The Court: If [Ward is] guilty of this offense he has to have — been aware of and consciously disregarded a substantial and unjustifiable risk that Lori James was going to be hurt. If he’s struggling for possession of the axe from his father and Lori James is hurt in the course of that struggle, I mean doesn’t the definition of reckless give you everything you want?

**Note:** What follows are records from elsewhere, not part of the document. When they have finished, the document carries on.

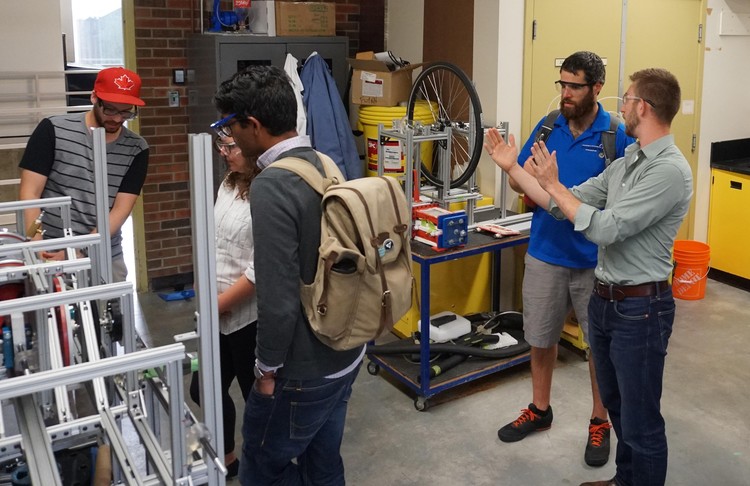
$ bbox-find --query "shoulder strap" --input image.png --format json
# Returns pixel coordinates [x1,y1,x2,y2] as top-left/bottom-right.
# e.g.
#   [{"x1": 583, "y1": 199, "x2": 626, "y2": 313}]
[
  {"x1": 534, "y1": 110, "x2": 560, "y2": 142},
  {"x1": 602, "y1": 113, "x2": 622, "y2": 167},
  {"x1": 270, "y1": 151, "x2": 346, "y2": 194}
]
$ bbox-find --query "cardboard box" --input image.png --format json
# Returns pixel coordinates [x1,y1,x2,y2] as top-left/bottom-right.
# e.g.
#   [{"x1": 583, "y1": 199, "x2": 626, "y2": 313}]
[
  {"x1": 275, "y1": 2, "x2": 336, "y2": 36},
  {"x1": 349, "y1": 52, "x2": 422, "y2": 106},
  {"x1": 248, "y1": 0, "x2": 276, "y2": 37}
]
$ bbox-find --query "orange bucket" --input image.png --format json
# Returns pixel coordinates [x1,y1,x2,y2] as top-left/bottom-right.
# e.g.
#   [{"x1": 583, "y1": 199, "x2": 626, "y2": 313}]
[{"x1": 672, "y1": 240, "x2": 711, "y2": 300}]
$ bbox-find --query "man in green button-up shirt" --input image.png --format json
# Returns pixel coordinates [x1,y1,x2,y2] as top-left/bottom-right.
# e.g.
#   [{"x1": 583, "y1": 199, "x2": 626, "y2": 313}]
[{"x1": 485, "y1": 69, "x2": 693, "y2": 486}]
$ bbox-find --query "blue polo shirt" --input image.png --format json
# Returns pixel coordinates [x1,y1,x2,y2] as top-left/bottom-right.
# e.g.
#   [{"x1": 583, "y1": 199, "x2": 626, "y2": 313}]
[{"x1": 518, "y1": 103, "x2": 635, "y2": 268}]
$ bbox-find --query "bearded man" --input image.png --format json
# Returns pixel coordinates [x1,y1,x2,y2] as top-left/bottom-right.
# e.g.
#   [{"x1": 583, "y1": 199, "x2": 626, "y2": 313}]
[
  {"x1": 19, "y1": 67, "x2": 149, "y2": 282},
  {"x1": 498, "y1": 51, "x2": 635, "y2": 467}
]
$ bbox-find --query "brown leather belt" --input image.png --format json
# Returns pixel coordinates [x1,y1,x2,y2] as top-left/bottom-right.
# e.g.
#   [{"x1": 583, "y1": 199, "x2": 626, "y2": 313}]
[{"x1": 594, "y1": 280, "x2": 669, "y2": 300}]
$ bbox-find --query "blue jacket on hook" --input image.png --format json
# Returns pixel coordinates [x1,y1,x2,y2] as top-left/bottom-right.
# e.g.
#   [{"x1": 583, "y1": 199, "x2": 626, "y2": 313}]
[{"x1": 300, "y1": 53, "x2": 364, "y2": 180}]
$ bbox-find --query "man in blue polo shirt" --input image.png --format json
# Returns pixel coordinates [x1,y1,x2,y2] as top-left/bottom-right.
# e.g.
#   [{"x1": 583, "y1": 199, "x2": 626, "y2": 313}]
[{"x1": 498, "y1": 51, "x2": 635, "y2": 466}]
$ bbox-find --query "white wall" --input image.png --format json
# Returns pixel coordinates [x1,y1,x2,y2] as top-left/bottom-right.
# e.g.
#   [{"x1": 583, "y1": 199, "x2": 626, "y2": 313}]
[
  {"x1": 385, "y1": 0, "x2": 424, "y2": 64},
  {"x1": 0, "y1": 0, "x2": 63, "y2": 71},
  {"x1": 474, "y1": 0, "x2": 524, "y2": 213},
  {"x1": 0, "y1": 0, "x2": 65, "y2": 142},
  {"x1": 693, "y1": 0, "x2": 750, "y2": 242}
]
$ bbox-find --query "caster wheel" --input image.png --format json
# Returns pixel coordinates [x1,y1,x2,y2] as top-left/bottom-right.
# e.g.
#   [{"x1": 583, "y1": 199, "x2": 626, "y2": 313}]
[
  {"x1": 367, "y1": 362, "x2": 380, "y2": 376},
  {"x1": 414, "y1": 397, "x2": 430, "y2": 412}
]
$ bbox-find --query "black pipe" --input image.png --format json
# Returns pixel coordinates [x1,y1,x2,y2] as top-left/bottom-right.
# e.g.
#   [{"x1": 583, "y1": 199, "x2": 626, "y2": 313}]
[{"x1": 367, "y1": 329, "x2": 531, "y2": 359}]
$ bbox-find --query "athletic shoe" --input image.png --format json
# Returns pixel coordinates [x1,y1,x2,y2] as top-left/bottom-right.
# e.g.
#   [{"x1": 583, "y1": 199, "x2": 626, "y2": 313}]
[
  {"x1": 583, "y1": 418, "x2": 612, "y2": 467},
  {"x1": 497, "y1": 403, "x2": 552, "y2": 442},
  {"x1": 581, "y1": 478, "x2": 617, "y2": 486}
]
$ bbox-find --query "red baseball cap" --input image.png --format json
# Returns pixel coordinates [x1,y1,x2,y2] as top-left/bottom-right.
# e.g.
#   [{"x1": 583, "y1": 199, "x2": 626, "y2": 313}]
[{"x1": 94, "y1": 67, "x2": 146, "y2": 106}]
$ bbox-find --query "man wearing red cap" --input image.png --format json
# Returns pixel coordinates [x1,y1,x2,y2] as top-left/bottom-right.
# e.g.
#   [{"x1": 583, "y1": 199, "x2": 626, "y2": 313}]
[{"x1": 19, "y1": 67, "x2": 149, "y2": 282}]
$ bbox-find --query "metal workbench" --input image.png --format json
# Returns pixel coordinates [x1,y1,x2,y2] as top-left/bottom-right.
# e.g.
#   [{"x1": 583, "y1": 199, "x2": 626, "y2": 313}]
[{"x1": 368, "y1": 230, "x2": 530, "y2": 411}]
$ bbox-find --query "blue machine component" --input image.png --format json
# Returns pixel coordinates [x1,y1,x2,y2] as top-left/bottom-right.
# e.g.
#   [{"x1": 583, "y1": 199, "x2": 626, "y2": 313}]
[
  {"x1": 3, "y1": 327, "x2": 15, "y2": 370},
  {"x1": 437, "y1": 211, "x2": 469, "y2": 248}
]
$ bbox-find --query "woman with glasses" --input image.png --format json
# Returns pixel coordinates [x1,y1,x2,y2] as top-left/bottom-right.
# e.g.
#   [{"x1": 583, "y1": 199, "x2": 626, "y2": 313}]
[{"x1": 190, "y1": 137, "x2": 260, "y2": 478}]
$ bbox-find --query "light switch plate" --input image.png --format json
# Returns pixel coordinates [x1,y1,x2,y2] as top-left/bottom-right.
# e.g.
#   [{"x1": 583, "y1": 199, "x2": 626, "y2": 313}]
[{"x1": 167, "y1": 91, "x2": 180, "y2": 108}]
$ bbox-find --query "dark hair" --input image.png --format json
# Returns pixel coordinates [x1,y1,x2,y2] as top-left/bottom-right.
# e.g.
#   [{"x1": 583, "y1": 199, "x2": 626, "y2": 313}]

Ward’s proposed instruction itself permitted Ward’s conviction if James was injured by Ward’s reckless conduct, by stating that Ward should be found not guilty “so long as the injury to Lori James was inadvertent rather than reckless.” This was the same burden that the State had to meet for both first-degree and the lesser-included offense of third-degree assault. For each of those crimes, the State had to prove that Ward acted recklessly. That is, the State had to show that Ward was “aware of and consciously disregard[ed] a substantial and unjustifiable risk that the result” — that James would be struck and injured — would occur.15

We agree with Judge Pengilly’s analysis that Ward’s requested instructions were superfluous. As Judge Pengilly instructed the jury, the State had to prove that Ward recklessly injured James. Under Ward’s proposed instructions, the jury could convict Ward if the State proved that Ward recklessly injured James, the same burden the State had to meet to convict Ward under the court’s instructions. We conclude that Judge Pengilly did not abuse his discretion when he declined to give Ward’s proposed instructions.16

*533 Conclusion

The judgment of the superior court is AFFIRMED.

. AS 11.41.220(a)(1).

. AS 11.41.200(a)(1).

. 486 P.2d 891 (Alaska 1971).

. Id. at 898-901.

. 642 P.2d 821 (Alaska App.1982).

. Id. at 824.

. Id. at 822-23.

. Id. at 823-25.

. See Oxereok v. State, 611 P.2d 913, 919 (Alaska 1980); Mallott v. State, 608 P.2d 737, 746-48 (Alaska 1980).

. Mallott, 608 P.2d at 748.

. Id. at 747.

. Oxereok, 611 P.2d at 918-22.

. Erick, 642 P.2d at 826-27.

. Id. at 827 n. 11.

. AS 11.81.900(a)(3).

. See Stoneking v. State, 800 P.2d 949, 950 (Alaska App.1990).